Cluster A - email delays

Incident Report for OpenSRS

Postmortem

Incident Date: July 26, 2020
Incident Number: PR-1215

On July 26, 2020, at 10:50 AM ET, the Tucows Hosted Email platform experienced service degradation and email delivery delays impacting cluster A.

The service interruption was caused by a high load on a network storage device.

At 1:35 PM ET, The Engineering team successfully stopped all the processes that were causing high load and brought the services back online.

Tucows is in the process of increasing resources to further spread the load and eliminate future interruptions.

Thank you,

Tucows Engineering Team

Posted Jul 28, 2020 - 15:31 UTC

Resolved

Our engineering team has resolved the issue on cluster A that was impacting load times and email delay.

Incident Start Time: 07-26-2020 14:50:00 UTC
Incident End Time:07-26-2020 17:35:00 UTC
Total Duration:2 hours 45 mins
Posted Jul 26, 2020 - 18:21 UTC

Update

Engineering team is still working on resolving the identified issues to alleviate the load. We will provide further updates shortly.

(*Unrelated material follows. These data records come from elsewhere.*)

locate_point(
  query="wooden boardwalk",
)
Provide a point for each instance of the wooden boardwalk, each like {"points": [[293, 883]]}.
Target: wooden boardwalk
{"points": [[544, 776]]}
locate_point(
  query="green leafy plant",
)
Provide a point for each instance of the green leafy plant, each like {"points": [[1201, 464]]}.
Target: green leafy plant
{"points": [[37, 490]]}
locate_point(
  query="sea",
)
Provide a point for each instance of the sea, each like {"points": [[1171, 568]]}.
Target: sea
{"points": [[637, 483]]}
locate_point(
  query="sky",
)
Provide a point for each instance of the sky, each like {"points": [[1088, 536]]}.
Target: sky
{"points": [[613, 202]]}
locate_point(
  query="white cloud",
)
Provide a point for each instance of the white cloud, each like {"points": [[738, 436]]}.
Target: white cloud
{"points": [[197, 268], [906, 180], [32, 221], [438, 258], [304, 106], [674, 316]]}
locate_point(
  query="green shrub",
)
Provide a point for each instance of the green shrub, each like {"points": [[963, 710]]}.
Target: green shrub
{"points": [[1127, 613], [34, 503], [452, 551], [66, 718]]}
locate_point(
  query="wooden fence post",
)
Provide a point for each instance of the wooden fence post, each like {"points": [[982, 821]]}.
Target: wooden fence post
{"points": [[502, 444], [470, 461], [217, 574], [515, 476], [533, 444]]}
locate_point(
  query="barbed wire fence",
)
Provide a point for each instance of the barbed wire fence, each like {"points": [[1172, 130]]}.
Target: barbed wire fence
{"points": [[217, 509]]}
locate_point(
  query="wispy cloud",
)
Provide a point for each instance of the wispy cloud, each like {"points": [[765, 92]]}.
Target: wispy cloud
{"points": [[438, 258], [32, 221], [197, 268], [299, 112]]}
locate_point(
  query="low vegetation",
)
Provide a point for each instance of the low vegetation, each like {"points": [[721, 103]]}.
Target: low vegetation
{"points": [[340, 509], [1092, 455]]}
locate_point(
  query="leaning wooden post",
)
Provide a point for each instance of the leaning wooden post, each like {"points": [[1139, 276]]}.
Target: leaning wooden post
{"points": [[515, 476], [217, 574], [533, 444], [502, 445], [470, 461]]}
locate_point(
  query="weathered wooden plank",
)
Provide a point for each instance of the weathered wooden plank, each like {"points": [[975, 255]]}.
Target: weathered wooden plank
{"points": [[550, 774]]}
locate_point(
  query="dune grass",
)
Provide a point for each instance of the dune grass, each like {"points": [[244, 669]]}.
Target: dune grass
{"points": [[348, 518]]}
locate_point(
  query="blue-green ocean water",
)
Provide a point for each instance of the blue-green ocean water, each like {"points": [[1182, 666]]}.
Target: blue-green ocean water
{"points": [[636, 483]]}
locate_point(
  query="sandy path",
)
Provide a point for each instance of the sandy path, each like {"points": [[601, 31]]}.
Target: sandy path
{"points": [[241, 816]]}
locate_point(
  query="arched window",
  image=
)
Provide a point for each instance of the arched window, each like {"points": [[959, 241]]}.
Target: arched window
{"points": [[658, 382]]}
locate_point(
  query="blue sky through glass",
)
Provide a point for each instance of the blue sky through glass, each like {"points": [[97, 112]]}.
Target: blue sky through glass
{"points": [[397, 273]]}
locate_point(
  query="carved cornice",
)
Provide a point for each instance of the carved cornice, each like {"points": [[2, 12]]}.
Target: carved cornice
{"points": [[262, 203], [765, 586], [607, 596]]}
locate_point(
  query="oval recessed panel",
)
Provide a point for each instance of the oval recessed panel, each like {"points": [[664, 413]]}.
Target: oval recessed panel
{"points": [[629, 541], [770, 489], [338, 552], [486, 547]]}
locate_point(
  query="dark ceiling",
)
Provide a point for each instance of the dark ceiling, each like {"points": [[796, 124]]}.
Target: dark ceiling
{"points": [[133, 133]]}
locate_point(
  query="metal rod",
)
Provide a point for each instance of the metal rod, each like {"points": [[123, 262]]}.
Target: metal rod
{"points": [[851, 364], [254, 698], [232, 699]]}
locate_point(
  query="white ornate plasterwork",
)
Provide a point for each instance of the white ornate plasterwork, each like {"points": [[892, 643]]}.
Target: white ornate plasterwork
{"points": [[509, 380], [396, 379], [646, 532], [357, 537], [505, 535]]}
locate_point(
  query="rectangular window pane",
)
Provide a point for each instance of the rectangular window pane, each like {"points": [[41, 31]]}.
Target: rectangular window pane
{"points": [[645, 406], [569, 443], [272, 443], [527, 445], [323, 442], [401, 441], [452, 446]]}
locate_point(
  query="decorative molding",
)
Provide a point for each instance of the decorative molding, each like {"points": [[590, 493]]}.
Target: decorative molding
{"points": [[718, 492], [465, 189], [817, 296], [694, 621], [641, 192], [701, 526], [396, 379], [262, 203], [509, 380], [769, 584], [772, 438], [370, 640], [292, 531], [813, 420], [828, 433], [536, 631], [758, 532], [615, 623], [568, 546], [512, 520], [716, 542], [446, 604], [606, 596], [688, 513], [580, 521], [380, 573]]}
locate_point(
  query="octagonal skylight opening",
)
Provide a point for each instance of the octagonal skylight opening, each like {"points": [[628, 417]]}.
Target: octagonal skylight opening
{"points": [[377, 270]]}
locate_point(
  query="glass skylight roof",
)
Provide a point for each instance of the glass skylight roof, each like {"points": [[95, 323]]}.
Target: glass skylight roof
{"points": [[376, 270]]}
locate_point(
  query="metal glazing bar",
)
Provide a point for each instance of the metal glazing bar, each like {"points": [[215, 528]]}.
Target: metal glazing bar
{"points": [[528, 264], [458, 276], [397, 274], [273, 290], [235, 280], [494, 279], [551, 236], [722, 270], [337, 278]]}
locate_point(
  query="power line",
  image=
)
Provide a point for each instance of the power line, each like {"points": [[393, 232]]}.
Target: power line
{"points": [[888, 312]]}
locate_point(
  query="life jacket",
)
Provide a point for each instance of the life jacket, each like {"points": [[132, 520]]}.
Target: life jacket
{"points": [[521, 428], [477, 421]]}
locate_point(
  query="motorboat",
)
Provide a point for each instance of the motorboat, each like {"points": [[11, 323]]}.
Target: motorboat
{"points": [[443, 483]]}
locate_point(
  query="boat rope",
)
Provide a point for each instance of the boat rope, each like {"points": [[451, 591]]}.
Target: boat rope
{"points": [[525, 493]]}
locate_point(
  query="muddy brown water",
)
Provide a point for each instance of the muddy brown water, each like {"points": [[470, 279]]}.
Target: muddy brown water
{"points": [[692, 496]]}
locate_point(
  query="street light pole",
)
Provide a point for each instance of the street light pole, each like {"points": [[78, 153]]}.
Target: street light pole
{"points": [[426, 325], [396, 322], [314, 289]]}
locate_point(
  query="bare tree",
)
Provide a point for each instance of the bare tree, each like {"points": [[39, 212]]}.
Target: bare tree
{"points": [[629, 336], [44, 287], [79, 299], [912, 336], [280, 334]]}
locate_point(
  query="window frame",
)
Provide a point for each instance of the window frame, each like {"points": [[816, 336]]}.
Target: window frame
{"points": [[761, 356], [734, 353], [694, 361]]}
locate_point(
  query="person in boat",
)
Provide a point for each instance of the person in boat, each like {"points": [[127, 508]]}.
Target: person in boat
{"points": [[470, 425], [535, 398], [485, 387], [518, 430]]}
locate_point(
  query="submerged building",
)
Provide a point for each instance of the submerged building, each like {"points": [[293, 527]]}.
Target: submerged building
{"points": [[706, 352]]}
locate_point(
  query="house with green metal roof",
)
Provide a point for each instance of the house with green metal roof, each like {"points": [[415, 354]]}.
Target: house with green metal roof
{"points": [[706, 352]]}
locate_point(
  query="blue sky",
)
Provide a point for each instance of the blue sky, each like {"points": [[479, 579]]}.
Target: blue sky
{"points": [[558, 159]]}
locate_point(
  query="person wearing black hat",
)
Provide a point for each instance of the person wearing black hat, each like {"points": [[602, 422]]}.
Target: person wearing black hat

Customers may experience longer load time and email delays.
Posted Jul 26, 2020 - 17:21 UTC

Identified

Engineering team has identified issues that were causing high load on one of our storage devices. They are currently working on resolving them to alleviate the load.

Customers may experience longer load time and email delays.
Posted Jul 26, 2020 - 16:21 UTC

Investigating

We are experiencing high load issue in one of our storage devices which is causing email delays in Cluster A. We have engaged the engineering team and they are currently investigating the issue.
Posted Jul 26, 2020 - 15:24 UTC
This incident affected: Hosted Email (Cluster A, Webmail).